December 1968 'On the Cover'

Here we are 'wrapping up' another year of covers from American chess magazines 50 years ago. Last year, in December 1967 'On the Cover' (OTC; CR featuring 'Manhattan Chess Club President Jacques Coe'), we were spared the funky green cover seen in December 1966 OTC -- not to mention previous Decembers -- but this year the tradition returns.

Left: 'Bent Larsen Interviewed' (Drawing by Bob Brandreth)
Right: 'Merry Christmas ... to the World of Chess'

Chess Life

The year 1968 was the year of Bent Larsen. Two months ago, in October 1968 OTC, he was featured on both covers, and this month he returns. I've already excerpted a big chunk of the interview ('The Larsen Opinion : An Interview with Bent Larsen' by Ben Crane) in a post on my World Chess Championship blog, An Organization of Amateurs (April 2017). Here I'll add the introduction.

Crane: You have recently become a "chess professional." Most masters, however, have found that they need another line of work to supplement their income. What factors led you to this decision?

Larsen: I don't know whether you can say I've become a chess professional recently. I have made a living as a chess player since I left high school when I was seventeen. But it was only about four or five years ago that it became a real profession, because before that I was just living as a modest student. It has not been a decision that I have taken suddenly, I just drifted into it. Now it appears that is very possible in Denmark to make a living from chess playing, chess writing, and sometimes on radio and TV. Of course it is better when you are winning money prizes than when you don't do well, but I think theoretically it would be possible for me to make a living as a chess player without playing at all -- just writing, giving exhibitions, and so on.

Chess Review

After the green cover, there was little inside CR about Christmas. The 'Announce the Mate!' puzzle page had a Christmas-y title to a non-Christmas-y poem.

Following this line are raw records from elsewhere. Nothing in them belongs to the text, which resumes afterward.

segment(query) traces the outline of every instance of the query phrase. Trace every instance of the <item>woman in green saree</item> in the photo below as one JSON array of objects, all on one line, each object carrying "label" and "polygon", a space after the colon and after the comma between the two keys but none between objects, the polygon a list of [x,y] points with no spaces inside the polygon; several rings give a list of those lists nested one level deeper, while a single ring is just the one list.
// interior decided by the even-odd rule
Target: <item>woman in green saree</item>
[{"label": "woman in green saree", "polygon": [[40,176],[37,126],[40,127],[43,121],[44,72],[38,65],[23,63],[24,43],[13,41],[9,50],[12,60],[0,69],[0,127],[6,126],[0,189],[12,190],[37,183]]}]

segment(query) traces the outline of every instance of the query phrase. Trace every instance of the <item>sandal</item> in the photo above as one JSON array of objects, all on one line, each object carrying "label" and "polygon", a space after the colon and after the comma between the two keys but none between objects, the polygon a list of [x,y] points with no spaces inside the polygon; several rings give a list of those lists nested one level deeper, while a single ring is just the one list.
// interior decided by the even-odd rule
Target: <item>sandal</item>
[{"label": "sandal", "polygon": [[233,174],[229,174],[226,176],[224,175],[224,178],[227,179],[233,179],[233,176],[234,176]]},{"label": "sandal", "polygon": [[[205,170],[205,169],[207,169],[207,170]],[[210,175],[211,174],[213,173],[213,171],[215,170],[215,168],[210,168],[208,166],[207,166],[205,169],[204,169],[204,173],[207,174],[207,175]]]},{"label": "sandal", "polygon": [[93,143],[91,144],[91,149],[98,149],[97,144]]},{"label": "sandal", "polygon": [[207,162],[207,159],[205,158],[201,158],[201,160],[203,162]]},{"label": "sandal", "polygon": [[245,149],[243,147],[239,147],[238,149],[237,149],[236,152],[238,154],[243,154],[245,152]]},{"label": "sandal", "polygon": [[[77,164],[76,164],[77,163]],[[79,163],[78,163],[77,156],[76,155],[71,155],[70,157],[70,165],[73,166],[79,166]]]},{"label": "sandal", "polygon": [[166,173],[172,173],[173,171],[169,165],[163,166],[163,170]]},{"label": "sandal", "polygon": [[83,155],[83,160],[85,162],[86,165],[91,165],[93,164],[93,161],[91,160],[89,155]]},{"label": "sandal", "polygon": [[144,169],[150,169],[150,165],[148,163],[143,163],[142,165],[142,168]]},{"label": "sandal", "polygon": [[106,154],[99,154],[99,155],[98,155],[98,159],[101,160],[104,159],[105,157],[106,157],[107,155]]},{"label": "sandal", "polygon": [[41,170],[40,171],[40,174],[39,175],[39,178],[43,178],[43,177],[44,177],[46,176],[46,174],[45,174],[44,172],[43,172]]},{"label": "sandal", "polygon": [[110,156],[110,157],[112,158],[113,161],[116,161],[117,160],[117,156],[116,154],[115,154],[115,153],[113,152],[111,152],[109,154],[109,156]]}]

The outlook is not brilliant for your chessic foes today.
The score stands 0-0, but they really have no play.
So on the gloomy cross-board foe glum melancholy sits
As it seems but little like you'll miss on any hits.
Your move precedes their turn and calls on you to mate.
So smite them hip and thigh to send 'em to their fate.
And rack up a good score on the old sockdolager slate.

Poems of a similar style introduced each of the ten puzzles on the page.